In accordance with South Korea’s tighter Anti-Money Laundering legislation targeting overseas users of cryptocurrency exchanges, Bithumb has increased the stringency of its Know Your Customer (KYC) procedures.
Foreigners who have not completed phone-based Know Your Customer (KYC) verification will be denied access to the South Korean cryptocurrency exchange Bithumb, according to reports.
According to Pulse’s local coverage, non-Koreans who use the Bithumb cryptocurrency exchange will be required to submit to mandatory smartphone verification. While the rule is expected to take effect later this year, no specific date has been given for the implementation of the new Know Your Customer (KYC) requirement. The Korean Herald reported on Bithumb’s notice, citing it as follows:
It is not possible for foreigners living in Korea who are unable to process identification through mobile phones to use the service.
As a result of the country’s tightening Anti-Money Laundering (AML) rules, Bithumb has implemented stronger Know Your Customer (KYC) standards. According to a report published on July 8, Seoul Central Customs apprehended 33 people who carried out illicit international cryptocurrency transactions totaling $1.48 billion (1.69 trillion won).
Bithumb has previously put limits on accounts that were opened in “high-risk jurisdictions,” as well as accounts that were opened in countries that were on the Financial Action Task Force’s “increased monitoring” list.
Bithumb has also requested that impacted users remove their assets if they are unable to comply “within 2021, when customer due diligence becomes mandatory,” according to the Korean Herald.
In response to Cointelegraph’s request for comment, Bithumb did not immediately answer.

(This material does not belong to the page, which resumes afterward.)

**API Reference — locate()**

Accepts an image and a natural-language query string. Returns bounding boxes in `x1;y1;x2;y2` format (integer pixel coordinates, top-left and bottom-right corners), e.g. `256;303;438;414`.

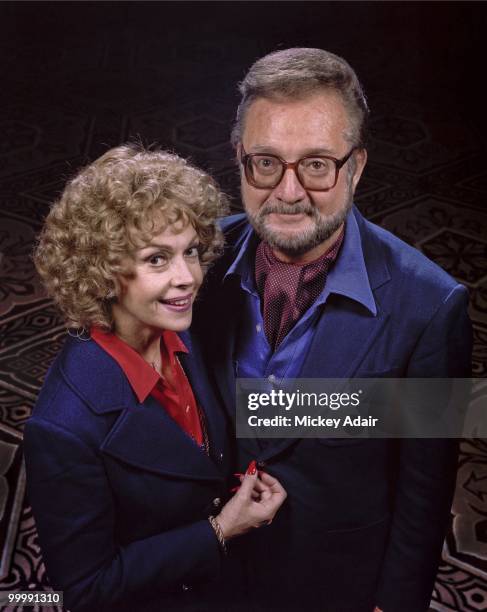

In order to combat unlawful cryptocurrency transactions, the Korean government has implemented a series of measures from 2020, including ordering banks to improve their supervision of cryptocurrency transactions.
More recently, cryptocurrency exchanges, notably Bithumb, have implemented new procedures to combat money laundering, including enhanced Know-Your-Customer (KYC) checks and trading limits to limit the flow of funds.
Accounts with origins in Myanmar, Barbados, Iceland, Iran, North Korea, and 15 other countries have already been barred from using the service in China.